Hi,
Since today and I don’t know why, but when I submit a job it is staying queued.
what should I do to understand what is the problem ?
Yesterday all runing perfectly.
Thank a lot for your help
Hi,
Since today and I don’t know why, but when I submit a job it is staying queued.
what should I do to understand what is the problem ?
Yesterday all runing perfectly.
Thank a lot for your help
Please share the output of the below commands
Note;
$ qstat -answ1
return nothing
$ pbsnodes -av
return :
centos7
Mom = centos7.home
ntype = PBS
state = state-unknown,down
pcpus = 1
resources_available.host = centos7
resources_available.ncpus = 1
resources_available.vnode = centos7
resources_assigned.accelerator_memory = 0kb
resources_assigned.hbmem = 0kb
resources_assigned.mem = 0kb
resources_assigned.naccelerators = 0
resources_assigned.ncpus = 0
resources_assigned.vmem = 0kb
resv_enable = True
sharing = default_shared
$ pbsnodes -av | grep -e Mom -e state
return
Mom = centos7.home
state = state-unknown,down
please check whether the job requests can be matched on to the compute resources , otherwise, job will be in the queue ?
I submit jobs I have already submitted, so normally compute resources are ok.
I do not understand the problem.
Then there is no jobs in the queue.
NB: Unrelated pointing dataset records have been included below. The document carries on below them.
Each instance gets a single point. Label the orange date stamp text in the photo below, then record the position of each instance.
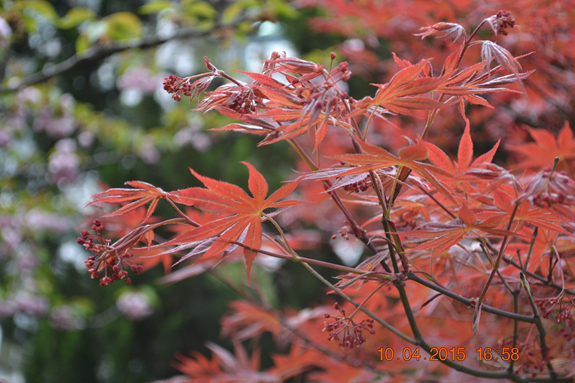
(454, 354)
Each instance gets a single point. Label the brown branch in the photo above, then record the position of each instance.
(97, 53)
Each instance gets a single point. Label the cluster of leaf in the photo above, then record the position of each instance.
(61, 132)
(455, 248)
(373, 29)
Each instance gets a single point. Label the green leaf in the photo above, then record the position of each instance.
(82, 43)
(43, 8)
(155, 7)
(123, 26)
(232, 12)
(75, 17)
(201, 9)
(282, 8)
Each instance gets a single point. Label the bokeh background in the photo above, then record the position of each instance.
(82, 108)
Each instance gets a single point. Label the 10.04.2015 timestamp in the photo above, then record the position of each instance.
(453, 354)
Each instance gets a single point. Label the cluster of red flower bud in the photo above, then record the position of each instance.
(359, 186)
(107, 259)
(546, 305)
(548, 188)
(344, 232)
(344, 329)
(178, 86)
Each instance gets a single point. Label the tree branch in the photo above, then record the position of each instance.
(97, 53)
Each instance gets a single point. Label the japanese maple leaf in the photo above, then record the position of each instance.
(374, 158)
(133, 197)
(541, 153)
(464, 156)
(441, 236)
(242, 213)
(525, 213)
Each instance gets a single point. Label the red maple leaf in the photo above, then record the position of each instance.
(243, 214)
(541, 153)
(134, 197)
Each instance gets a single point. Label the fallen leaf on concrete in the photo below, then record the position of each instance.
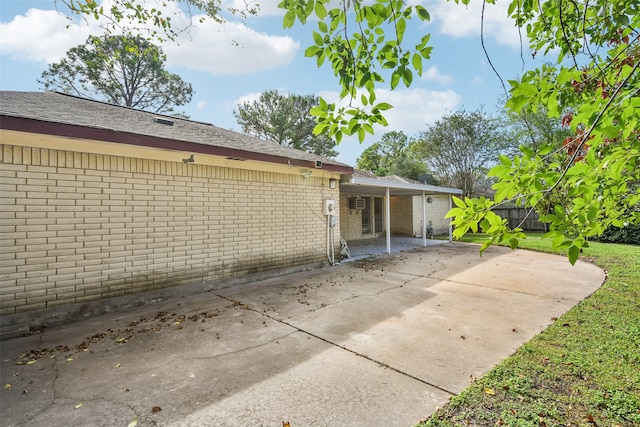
(489, 391)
Hence, please submit sample sleep jobs as below
qsub – /bin/sleep 100
The status of the compute node is down, hence job is still in the queue.
Why the node is down - communication issues between the PBS Server and PBS Mom (Compute Node)
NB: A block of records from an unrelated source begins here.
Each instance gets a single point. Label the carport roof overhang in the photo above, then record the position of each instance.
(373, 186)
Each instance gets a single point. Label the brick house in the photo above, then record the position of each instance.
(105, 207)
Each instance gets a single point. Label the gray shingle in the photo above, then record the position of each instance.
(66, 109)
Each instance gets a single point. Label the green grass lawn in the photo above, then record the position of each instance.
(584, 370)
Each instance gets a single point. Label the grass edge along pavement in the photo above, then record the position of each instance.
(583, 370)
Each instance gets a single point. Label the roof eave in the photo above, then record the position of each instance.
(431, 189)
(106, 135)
Hi. I also have a problem. When I write the job submission script and specify a particular node name, the job stays in a queue. #PBS -l nodes=compunode-0-3.local
After submitting the job which stays in the queue, i use this command qstat -answ1 i get this error
Can Never Run: Insufficient amount of resource: host (compunode-0-3.local !=compunode-0-1,compunode-0-2,compunode.-0-3,…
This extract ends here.